Exchange 2010 DAG Issue: Cluster IP address resource ‘Cluster IP Address’ cannot be brought online

Today I was called upon to investigate an issue with an Exchange 2010 Database Availability Group that had serious backup issues with Symantec Backup Exec not working. As it turned out, while the DAG was still providing mail services and clients did not notice anything the underlying Windows Cluster Service had an issue with. The cluster resource could not be brought on line, instead we got an error:

“Cluster IP address resource ‘Cluster IP Address’ cannot be brought online because the cluster network ‘Cluster Network 1’ is not configured to allow client access. Please use the Failover Cluster Manager snap-in to check the configured properties of the cluster network.”

I have been dealing with Windows 2008 (R2) clusters since the beta’s and had seen some causes of this so I started to check the cluster & Exchange DAG configuration. Nothing was wrong, not a single thing. Weird. I had seen such weird behavior once before with a Hyper-V R2 cluster. There I fixed it by disabling and enabling the NIC’s on the nodes that were having the issue, thus resetting the network. I you don’t have DRAC/ILO or KVM over IP access you can temporarily allow client access via another cluster network or you’ll need physical access to the server console.
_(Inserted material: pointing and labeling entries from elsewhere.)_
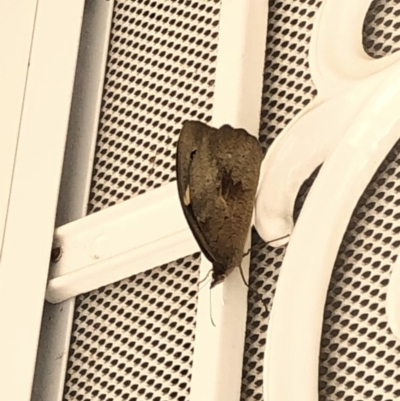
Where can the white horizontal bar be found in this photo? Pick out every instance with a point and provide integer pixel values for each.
(33, 199)
(119, 242)
(55, 334)
(218, 351)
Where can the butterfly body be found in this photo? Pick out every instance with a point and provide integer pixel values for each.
(217, 174)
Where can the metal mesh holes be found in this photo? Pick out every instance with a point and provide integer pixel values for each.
(359, 357)
(160, 72)
(127, 344)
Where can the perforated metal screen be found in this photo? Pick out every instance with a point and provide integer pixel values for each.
(126, 345)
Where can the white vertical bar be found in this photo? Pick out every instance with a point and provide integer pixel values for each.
(55, 335)
(16, 25)
(218, 352)
(33, 198)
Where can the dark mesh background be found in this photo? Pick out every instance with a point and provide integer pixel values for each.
(126, 344)
(360, 358)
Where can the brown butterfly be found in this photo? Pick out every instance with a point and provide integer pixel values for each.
(217, 175)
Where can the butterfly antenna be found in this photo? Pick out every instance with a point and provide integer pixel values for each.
(205, 278)
(253, 289)
(212, 320)
(277, 239)
(175, 311)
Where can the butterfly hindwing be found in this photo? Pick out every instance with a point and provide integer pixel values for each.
(217, 173)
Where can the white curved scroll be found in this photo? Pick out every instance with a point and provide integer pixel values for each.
(345, 78)
(293, 338)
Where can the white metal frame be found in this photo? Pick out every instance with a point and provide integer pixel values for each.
(42, 127)
(95, 249)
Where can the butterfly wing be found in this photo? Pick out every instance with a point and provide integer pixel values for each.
(221, 169)
(189, 142)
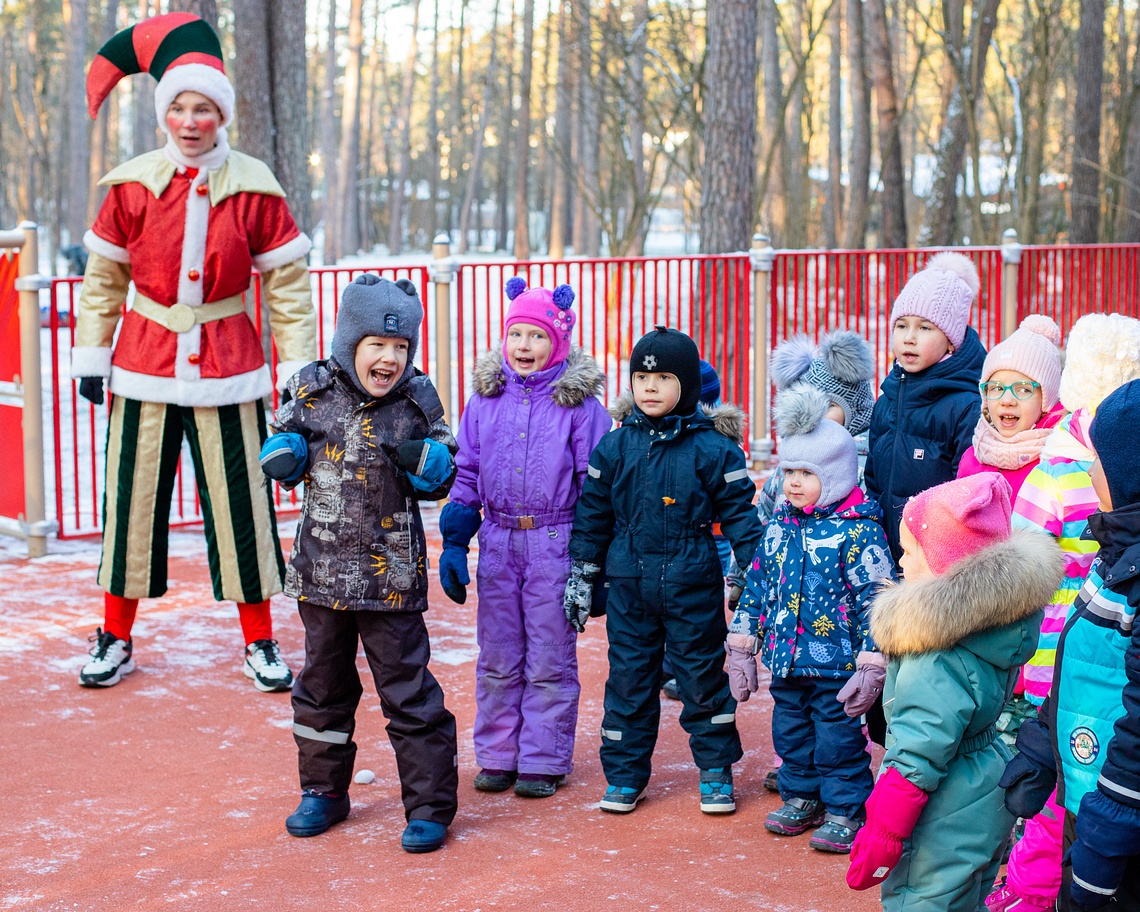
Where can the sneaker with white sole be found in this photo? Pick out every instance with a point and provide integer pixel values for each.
(111, 659)
(265, 666)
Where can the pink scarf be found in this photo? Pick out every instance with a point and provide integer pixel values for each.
(1008, 453)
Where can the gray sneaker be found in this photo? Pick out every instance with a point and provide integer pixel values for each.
(836, 835)
(798, 815)
(716, 791)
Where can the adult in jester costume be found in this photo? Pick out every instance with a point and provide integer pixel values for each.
(187, 224)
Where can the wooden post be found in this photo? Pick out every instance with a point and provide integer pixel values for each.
(1011, 266)
(763, 258)
(444, 270)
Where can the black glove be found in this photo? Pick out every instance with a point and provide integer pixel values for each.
(1031, 776)
(91, 389)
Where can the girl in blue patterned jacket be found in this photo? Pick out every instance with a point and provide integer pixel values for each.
(805, 611)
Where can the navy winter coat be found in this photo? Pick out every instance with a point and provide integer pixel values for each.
(652, 493)
(920, 428)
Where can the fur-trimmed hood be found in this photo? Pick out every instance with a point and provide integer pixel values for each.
(580, 380)
(993, 588)
(727, 418)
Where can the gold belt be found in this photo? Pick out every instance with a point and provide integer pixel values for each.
(179, 318)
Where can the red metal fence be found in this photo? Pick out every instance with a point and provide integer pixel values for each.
(617, 301)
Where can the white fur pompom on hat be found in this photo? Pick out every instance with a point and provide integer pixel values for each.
(1101, 353)
(942, 293)
(809, 440)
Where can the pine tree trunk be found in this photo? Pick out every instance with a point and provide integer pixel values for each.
(522, 149)
(730, 125)
(404, 125)
(290, 83)
(349, 173)
(78, 143)
(1084, 202)
(832, 205)
(890, 152)
(328, 145)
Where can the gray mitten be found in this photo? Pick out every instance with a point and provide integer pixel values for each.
(579, 593)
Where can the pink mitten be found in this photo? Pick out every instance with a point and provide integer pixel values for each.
(893, 811)
(742, 677)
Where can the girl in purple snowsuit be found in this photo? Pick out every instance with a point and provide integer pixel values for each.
(524, 444)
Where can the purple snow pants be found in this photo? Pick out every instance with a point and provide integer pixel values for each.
(527, 675)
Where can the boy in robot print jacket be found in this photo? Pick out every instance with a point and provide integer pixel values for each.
(366, 432)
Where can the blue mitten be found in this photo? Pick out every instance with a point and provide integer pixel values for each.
(428, 463)
(285, 458)
(457, 526)
(1107, 837)
(1031, 776)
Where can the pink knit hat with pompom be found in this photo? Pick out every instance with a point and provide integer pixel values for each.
(958, 519)
(1034, 350)
(942, 293)
(542, 307)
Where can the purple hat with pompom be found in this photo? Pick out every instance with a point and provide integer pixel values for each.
(546, 309)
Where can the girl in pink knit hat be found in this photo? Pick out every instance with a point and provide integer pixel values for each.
(955, 632)
(1019, 402)
(524, 444)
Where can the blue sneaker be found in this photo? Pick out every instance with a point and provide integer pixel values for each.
(316, 813)
(620, 799)
(423, 836)
(716, 791)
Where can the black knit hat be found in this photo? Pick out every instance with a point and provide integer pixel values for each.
(670, 351)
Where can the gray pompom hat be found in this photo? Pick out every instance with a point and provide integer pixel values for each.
(374, 306)
(811, 441)
(841, 365)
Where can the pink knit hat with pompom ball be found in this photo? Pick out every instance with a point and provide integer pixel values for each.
(544, 308)
(943, 293)
(958, 519)
(1034, 350)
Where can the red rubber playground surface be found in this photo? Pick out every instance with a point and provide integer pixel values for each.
(170, 790)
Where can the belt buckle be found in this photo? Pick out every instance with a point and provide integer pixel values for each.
(180, 318)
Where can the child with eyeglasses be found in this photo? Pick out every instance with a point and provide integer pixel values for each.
(1019, 407)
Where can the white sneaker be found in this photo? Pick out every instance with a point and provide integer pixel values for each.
(111, 659)
(265, 666)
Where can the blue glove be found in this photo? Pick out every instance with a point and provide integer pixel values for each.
(1031, 776)
(457, 526)
(428, 463)
(1107, 837)
(285, 458)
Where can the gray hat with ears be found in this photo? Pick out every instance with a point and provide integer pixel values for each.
(374, 306)
(811, 441)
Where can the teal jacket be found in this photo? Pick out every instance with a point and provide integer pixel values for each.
(955, 643)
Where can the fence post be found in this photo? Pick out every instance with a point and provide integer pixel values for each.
(29, 284)
(763, 259)
(442, 273)
(1011, 265)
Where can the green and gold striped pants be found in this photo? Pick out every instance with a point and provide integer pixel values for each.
(144, 442)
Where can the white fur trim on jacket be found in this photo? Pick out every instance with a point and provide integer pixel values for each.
(285, 369)
(113, 252)
(286, 253)
(90, 363)
(194, 78)
(212, 391)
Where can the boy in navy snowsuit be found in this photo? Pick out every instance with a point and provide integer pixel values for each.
(652, 490)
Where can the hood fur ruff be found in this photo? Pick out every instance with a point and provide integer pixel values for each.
(727, 418)
(991, 588)
(580, 381)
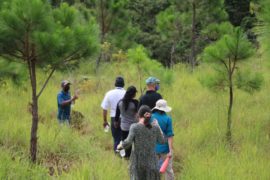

In the event viewer I found some more errors:

Log Name:      System
Source:        Microsoft-Windows-FailoverClustering
Date:          6/18/2010 2:02:41 PM
Event ID:      1069
Task Category: Resource Control Manager
Level:         Error
Keywords:     
User:          SYSTEM
Computer:      node1.company.com
Description: Cluster resource ‘IPv4 DHCP Address 1 (Cluster Group)’ in clustered service or application ‘Cluster Group’ failed.

Log Name:      System
Source:        Microsoft-Windows-FailoverClustering
Date:          6/18/2010 1:54:47 PM
Event ID:      1223
Task Category: IP Address Resource
Level:         Error
Keywords:     
User:          SYSTEM
Computer:     node1.company.com
Description: Cluster IP address resource ‘Cluster IP Address’ cannot be brought online because the cluster network ‘Cluster Network 1’ is not configured to allow client access. Please use the Failover Cluster Manager snap-in to check the configured properties of the cluster network.

Log Name:      System
Source:        Microsoft-Windows-FailoverClustering
Date:          6/18/2010 1:54:47 PM
Event ID:      1223
Task Caegory: IP Address Resource
Level:         Error
Keywords:     
User:          SYSTEM
Counter:      node1.company.com
Description: Cluster IP address resource ‘IPv4 DHCP Address 1 (Cluster Group)’ cannot be brought online because the cluster network ‘Cluster Network 3’ is not configured to allow client access. Please use the Failover Cluster Manager snap-in to check the configured properties of the cluster network.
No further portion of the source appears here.